# Cluster postdoc successfully publishes in the top journal "Inventiones mathematicae"

Interview with Dr. Konstantinos Zemas

The journal "Inventiones mathematicae" is considered a top journal in the mathematical community. Therefore, it is a special delight when the work of a young scientist from our Cluster is accepted for publication there. This year, the journal published a paper by postdoc Dr. Konstantinos Zemas and his PhD supervisor Prof. Dr. Stephan Luckhaus (University of Leipzig). In this interview, Konstantinos talks about the content of the paper, which is based on his PhD thesis, and how the topic and his research have developed since the publication.

"Rigidity estimates for isometric and conformal maps from $S^{n-1}$ to $R^n$", in Inventiones mathematicae, Vol. 230, Issue 1 (2022), 375-461.

Kostas, could you please describe the general research area your paper contributed to?
The general topic is Calculus of Variations, in particular the investigation of quantitative rigidity properties related to differential inclusions and geometric variational problems, which has been a very active research field over the past few decades.
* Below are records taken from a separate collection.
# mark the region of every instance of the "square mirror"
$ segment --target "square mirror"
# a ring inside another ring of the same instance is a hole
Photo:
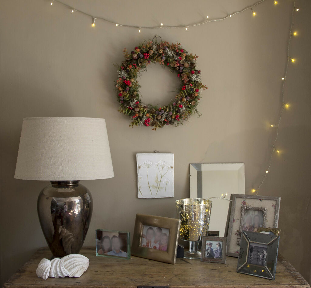
[[[228,195],[228,200],[219,199]],[[208,199],[212,205],[209,230],[225,235],[231,194],[245,194],[244,163],[193,163],[190,164],[190,197]]]

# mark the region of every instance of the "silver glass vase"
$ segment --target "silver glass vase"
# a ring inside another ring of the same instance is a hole
[[[90,191],[76,181],[51,181],[38,198],[38,215],[53,255],[79,253],[92,216]]]
[[[190,259],[201,258],[198,251],[198,241],[207,236],[210,223],[212,201],[201,198],[187,198],[176,200],[177,217],[180,219],[179,237],[189,242],[189,251],[184,257]]]

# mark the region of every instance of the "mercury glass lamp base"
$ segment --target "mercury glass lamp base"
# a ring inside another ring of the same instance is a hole
[[[51,181],[38,200],[41,228],[53,255],[79,253],[92,216],[93,201],[78,181]]]

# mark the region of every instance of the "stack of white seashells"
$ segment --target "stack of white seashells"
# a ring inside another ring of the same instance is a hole
[[[44,258],[38,265],[36,273],[44,280],[48,277],[80,277],[89,265],[89,259],[80,254],[70,254],[61,259],[55,258],[51,261]]]

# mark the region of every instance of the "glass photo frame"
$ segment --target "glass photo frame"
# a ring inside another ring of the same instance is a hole
[[[242,231],[237,272],[275,279],[279,236]]]
[[[95,230],[96,256],[128,259],[131,258],[129,232]]]

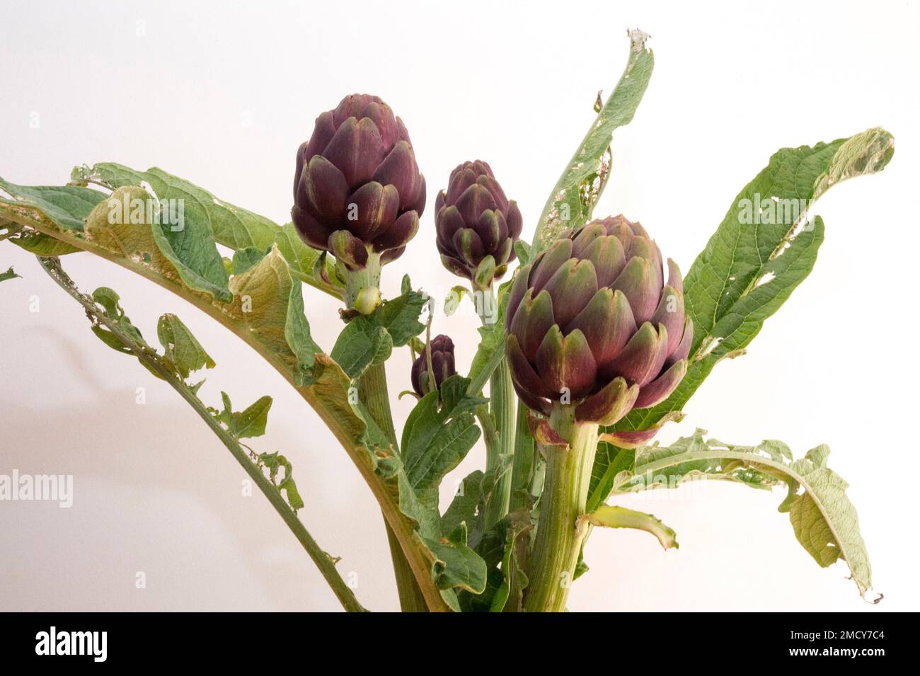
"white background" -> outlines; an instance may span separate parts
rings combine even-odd
[[[450,170],[488,160],[525,219],[524,237],[609,93],[625,29],[652,36],[656,67],[635,120],[616,132],[596,215],[638,219],[684,272],[733,197],[783,146],[884,126],[881,174],[834,188],[815,270],[749,354],[719,364],[667,442],[694,427],[733,443],[830,444],[873,563],[878,606],[843,564],[799,545],[780,491],[708,485],[694,496],[621,500],[678,533],[595,531],[577,611],[916,610],[916,265],[920,11],[907,2],[771,3],[2,3],[0,176],[68,179],[75,165],[161,166],[218,197],[289,219],[294,150],[351,92],[384,97],[408,127],[429,208],[385,292],[409,272],[457,282],[434,250],[433,198]],[[30,128],[38,114],[40,126]],[[260,359],[169,292],[86,254],[64,259],[86,290],[111,286],[148,338],[171,311],[218,367],[201,391],[275,403],[259,451],[294,464],[300,516],[342,556],[374,610],[397,607],[383,523],[331,434]],[[332,594],[267,501],[241,496],[242,470],[166,384],[88,330],[79,307],[11,245],[0,268],[0,473],[75,475],[70,510],[0,503],[3,610],[333,610]],[[305,290],[320,345],[340,325]],[[30,313],[37,296],[40,312]],[[477,320],[439,316],[468,368]],[[388,364],[408,388],[408,355]],[[146,404],[135,403],[136,388]],[[405,419],[410,400],[394,402]],[[444,485],[480,467],[477,446]],[[135,574],[146,589],[135,589]]]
Such questions do not only have an inherent geometric interest but often also profound applications in mathematical models of materials science.

In our work, we obtained linear and nonlinear stability results for rigid motions (resp. Möbius transformations) among Sobolev maps, from $S^{n-1}$ into $R^n$.
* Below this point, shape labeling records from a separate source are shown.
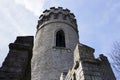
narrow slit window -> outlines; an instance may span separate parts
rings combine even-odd
[[[63,30],[56,33],[56,47],[65,47],[65,34]]]

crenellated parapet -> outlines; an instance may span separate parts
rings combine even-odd
[[[72,26],[77,31],[77,23],[75,15],[68,9],[62,7],[51,7],[49,10],[43,11],[43,14],[39,17],[37,29],[42,28],[44,25],[54,22],[62,22]]]

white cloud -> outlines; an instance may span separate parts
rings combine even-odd
[[[44,10],[46,0],[15,0],[16,3],[23,5],[26,9],[39,16]]]

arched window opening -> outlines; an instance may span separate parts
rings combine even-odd
[[[65,34],[63,30],[56,33],[56,47],[65,47]]]

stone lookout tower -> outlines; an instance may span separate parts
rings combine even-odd
[[[76,19],[62,7],[51,7],[39,17],[32,57],[32,80],[59,80],[73,65],[79,43]]]

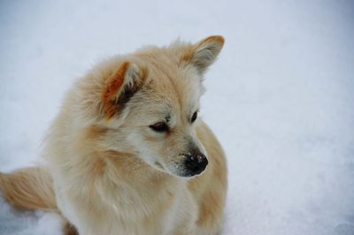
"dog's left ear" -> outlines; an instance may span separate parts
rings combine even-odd
[[[146,71],[135,64],[124,62],[106,80],[103,91],[103,109],[107,118],[121,113],[126,103],[142,87]]]
[[[207,37],[192,45],[182,59],[194,65],[199,74],[203,75],[218,57],[224,42],[224,38],[219,35]]]

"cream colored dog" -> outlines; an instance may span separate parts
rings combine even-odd
[[[57,210],[82,235],[218,234],[226,160],[197,114],[223,44],[176,42],[95,66],[51,125],[46,165],[0,175],[4,197]]]

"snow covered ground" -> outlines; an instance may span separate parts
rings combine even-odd
[[[222,34],[202,115],[228,156],[224,234],[354,234],[350,1],[1,1],[0,171],[35,163],[98,59]],[[0,201],[0,234],[60,234]]]

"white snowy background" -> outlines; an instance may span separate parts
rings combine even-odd
[[[0,2],[0,171],[35,164],[99,59],[222,34],[202,116],[228,157],[223,234],[354,234],[354,3]],[[0,234],[61,234],[0,201]]]

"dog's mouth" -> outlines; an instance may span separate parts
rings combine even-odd
[[[158,163],[158,162],[155,162],[155,163],[154,163],[154,166],[155,166],[156,168],[158,168],[158,170],[160,170],[160,171],[165,171],[165,168],[164,168],[164,167],[161,165],[161,163]]]
[[[205,171],[207,164],[208,164],[208,160],[204,158],[203,159],[203,162],[199,163],[194,163],[194,162],[191,163],[190,161],[186,160],[181,164],[174,162],[173,164],[165,165],[158,162],[155,162],[154,167],[170,175],[188,178],[203,173]]]

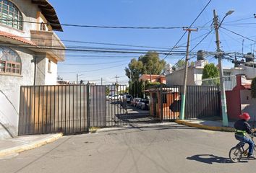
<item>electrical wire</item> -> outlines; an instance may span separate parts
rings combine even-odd
[[[194,21],[192,22],[192,23],[189,25],[189,27],[187,29],[189,29],[192,27],[192,26],[194,25],[194,23],[197,20],[197,19],[199,18],[199,17],[202,14],[202,13],[205,10],[205,9],[207,8],[207,6],[210,4],[210,3],[212,1],[212,0],[210,0],[208,1],[208,3],[205,6],[205,7],[201,10],[201,12],[199,13],[199,14],[197,16],[197,17],[194,19]],[[168,55],[171,53],[171,51],[175,48],[175,47],[177,46],[177,45],[179,43],[179,42],[182,40],[182,38],[185,36],[186,33],[187,33],[187,30],[186,30],[184,34],[182,35],[182,37],[179,38],[179,40],[178,40],[178,42],[174,45],[174,46],[171,49],[171,50],[169,51],[169,53],[166,56],[166,57],[163,58],[163,60],[165,60]]]
[[[211,0],[210,0],[211,1]],[[44,24],[44,25],[50,25],[52,26],[64,26],[64,27],[89,27],[89,28],[105,28],[105,29],[135,29],[135,30],[173,30],[173,29],[183,29],[187,28],[187,27],[127,27],[127,26],[103,26],[103,25],[75,25],[75,24],[53,24],[50,22],[43,23],[43,22],[37,22],[32,21],[25,21],[25,20],[16,20],[16,19],[1,19],[1,21],[12,21],[12,22],[23,22],[23,23],[31,23],[31,24]],[[189,27],[191,28],[192,26]],[[202,26],[195,26],[194,28],[202,28],[206,27]]]
[[[249,37],[245,37],[245,36],[244,36],[244,35],[241,35],[241,34],[239,34],[239,33],[237,33],[237,32],[234,32],[234,31],[226,29],[226,27],[221,27],[221,28],[222,28],[222,29],[223,29],[223,30],[226,30],[226,31],[229,31],[229,32],[232,32],[232,33],[234,34],[234,35],[239,35],[239,36],[240,36],[240,37],[243,37],[243,38],[245,38],[245,39],[247,39],[247,40],[250,40],[250,41],[252,41],[253,43],[255,43],[255,40],[254,40],[250,39]]]
[[[193,47],[193,48],[189,51],[192,51],[194,49],[195,49],[205,39],[213,32],[213,30],[210,30],[195,46]],[[184,58],[186,58],[186,56],[182,57],[180,60],[179,60],[173,66],[176,66],[181,61],[182,61]],[[189,59],[191,59],[190,58]]]

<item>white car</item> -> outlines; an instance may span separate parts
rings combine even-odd
[[[125,94],[124,95],[123,99],[127,101],[127,102],[129,103],[132,100],[132,96],[130,94]]]
[[[121,95],[115,94],[108,97],[108,100],[121,100]]]

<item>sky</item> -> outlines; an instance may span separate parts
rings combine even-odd
[[[187,27],[199,14],[208,0],[49,0],[55,7],[61,24],[74,24],[83,25],[121,26],[121,27]],[[193,26],[207,26],[193,32],[191,36],[190,48],[196,45],[208,33],[210,27],[213,10],[216,9],[221,19],[230,9],[235,12],[228,16],[223,27],[233,30],[253,40],[256,40],[256,1],[247,0],[213,0],[204,12],[200,16]],[[238,21],[236,21],[238,20]],[[244,23],[255,25],[244,25]],[[63,26],[64,32],[56,32],[62,40],[75,40],[93,43],[108,43],[140,46],[151,46],[169,49],[172,48],[184,31],[174,30],[131,30],[85,28]],[[194,40],[195,38],[197,39]],[[184,50],[187,35],[178,45]],[[251,52],[254,42],[236,35],[223,29],[220,30],[221,50],[226,52],[242,53],[242,40],[244,53]],[[77,43],[64,41],[67,46],[86,46],[101,48],[121,48],[147,49],[142,48],[118,47],[116,45]],[[182,47],[183,46],[183,47]],[[215,51],[215,32],[212,32],[195,50],[205,50]],[[157,49],[158,50],[158,48]],[[109,84],[120,76],[119,84],[125,84],[128,78],[125,76],[124,68],[132,58],[140,55],[114,54],[103,53],[71,52],[67,51],[66,61],[59,63],[58,74],[64,80],[76,81],[77,74],[79,80],[90,81],[103,84]],[[161,58],[164,56],[161,56]],[[168,56],[168,63],[175,64],[181,56]],[[213,57],[208,60],[216,63]],[[191,61],[195,61],[195,59]],[[225,67],[232,67],[234,64],[224,61]]]

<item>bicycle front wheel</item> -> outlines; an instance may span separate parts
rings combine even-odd
[[[229,159],[232,162],[236,163],[241,160],[242,152],[239,147],[235,146],[229,151]]]

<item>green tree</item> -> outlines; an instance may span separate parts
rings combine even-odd
[[[252,81],[252,97],[256,98],[256,77],[255,77]]]
[[[216,67],[214,63],[210,63],[205,66],[202,71],[202,79],[218,78],[219,76],[219,73],[218,68]],[[219,84],[219,79],[214,79],[213,81],[204,81],[202,84]]]
[[[161,74],[166,64],[164,60],[160,60],[158,53],[148,52],[137,60],[132,59],[128,67],[125,68],[125,72],[132,81],[137,81],[142,74]]]
[[[180,70],[184,68],[186,66],[186,61],[184,60],[179,61],[177,64],[176,65],[176,69]]]

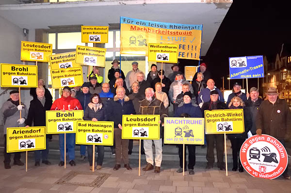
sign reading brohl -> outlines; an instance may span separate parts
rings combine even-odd
[[[263,56],[229,58],[230,79],[264,77]]]
[[[254,135],[242,144],[240,154],[245,170],[254,177],[274,179],[288,164],[286,149],[278,140],[268,135]]]

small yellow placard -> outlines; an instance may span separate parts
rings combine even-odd
[[[50,70],[52,88],[74,87],[83,84],[81,67]]]
[[[113,145],[113,122],[78,121],[76,144]]]
[[[205,111],[204,115],[206,134],[244,132],[242,109]]]
[[[1,86],[37,87],[37,66],[1,64]]]
[[[50,69],[67,68],[79,67],[80,64],[75,62],[76,52],[63,53],[49,56]]]
[[[108,42],[108,26],[81,26],[82,42]]]
[[[160,139],[160,115],[123,115],[122,139]]]
[[[106,48],[77,46],[76,63],[84,65],[105,67]]]
[[[48,62],[52,54],[52,44],[21,41],[21,60]]]
[[[203,118],[165,117],[164,143],[204,144]]]
[[[149,44],[148,61],[177,63],[178,62],[178,45]]]
[[[34,151],[46,149],[46,127],[8,128],[7,152]]]
[[[83,110],[47,111],[47,134],[76,133],[77,122],[83,120]]]

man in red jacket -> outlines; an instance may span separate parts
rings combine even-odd
[[[55,100],[50,108],[51,111],[60,110],[63,112],[66,110],[71,111],[82,110],[82,106],[79,101],[71,96],[71,88],[68,86],[64,87],[62,96]],[[69,163],[73,166],[76,165],[74,161],[76,134],[67,133],[65,135],[65,139],[66,147],[70,161]],[[63,166],[65,164],[65,134],[59,134],[59,143],[61,152],[61,161],[59,165]]]

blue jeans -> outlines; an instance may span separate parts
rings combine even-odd
[[[48,160],[49,145],[48,145],[48,138],[47,135],[46,138],[47,141],[46,142],[47,144],[46,149],[34,151],[34,159],[35,160],[35,162],[40,161],[41,154],[41,159],[43,161]]]
[[[60,144],[60,152],[61,153],[61,161],[65,161],[65,134],[59,134],[59,143]],[[66,148],[69,154],[69,161],[75,160],[75,144],[76,141],[75,133],[66,133]]]
[[[90,166],[92,166],[93,162],[93,145],[88,146],[88,160]],[[102,165],[103,160],[104,158],[104,146],[103,145],[95,145],[95,148],[97,148],[98,157],[97,158],[97,165]],[[95,152],[94,152],[95,153]],[[95,159],[96,160],[96,159]]]

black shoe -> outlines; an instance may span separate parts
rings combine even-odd
[[[10,169],[10,168],[11,168],[11,166],[10,166],[10,163],[4,163],[4,168],[5,169]]]
[[[69,163],[71,165],[71,166],[75,166],[76,165],[76,162],[73,160],[71,160]]]
[[[61,161],[59,163],[59,166],[64,166],[64,165],[65,165],[65,162],[63,161]]]
[[[42,161],[42,163],[45,164],[46,165],[50,165],[50,162],[47,160]]]
[[[24,163],[22,163],[22,162],[20,160],[15,160],[14,162],[13,162],[13,164],[21,166],[24,165]]]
The innovation of our contribution lies in the fact that in this more flexible setting not only an isometric (resp. conformal) deficit is necessary in order to obtain stability, but also a deficit measuring the distortion of $S^{n-1}$ under the maps in consideration. This was introduced as an associated isoperimetric type of deficit.

We hope that several ideas and techniques that are developed in the paper will also be useful in other situations as a lot of interesting questions have stemmed from our work and general discussions.

How has the topic of the paper developed since then? Are you still working on it?
Together with Stephan Luckhaus, we plan to continue on the quest for quantitative rigidity results for Lie groups with a significant geometric/physical meaning, such as the conformal group and also the restricted Lorentz group, which has prominent appearance in Lorentzian geometry, relativistic physics and electromagnetism.

What further projects are you currently working on?
During the last two years in Münster I have continued to work on rigidity but also homogenization issues of energies related to problems in continuum/fracture mechanics and materials science. In the process, I have established fruitful collaborations with former and current researchers from the Cluster, such as Manuel Friedrich, Leonard Kreutz and Caterina Zeppieri.

Thank you very much for the interview and good luck with your further research!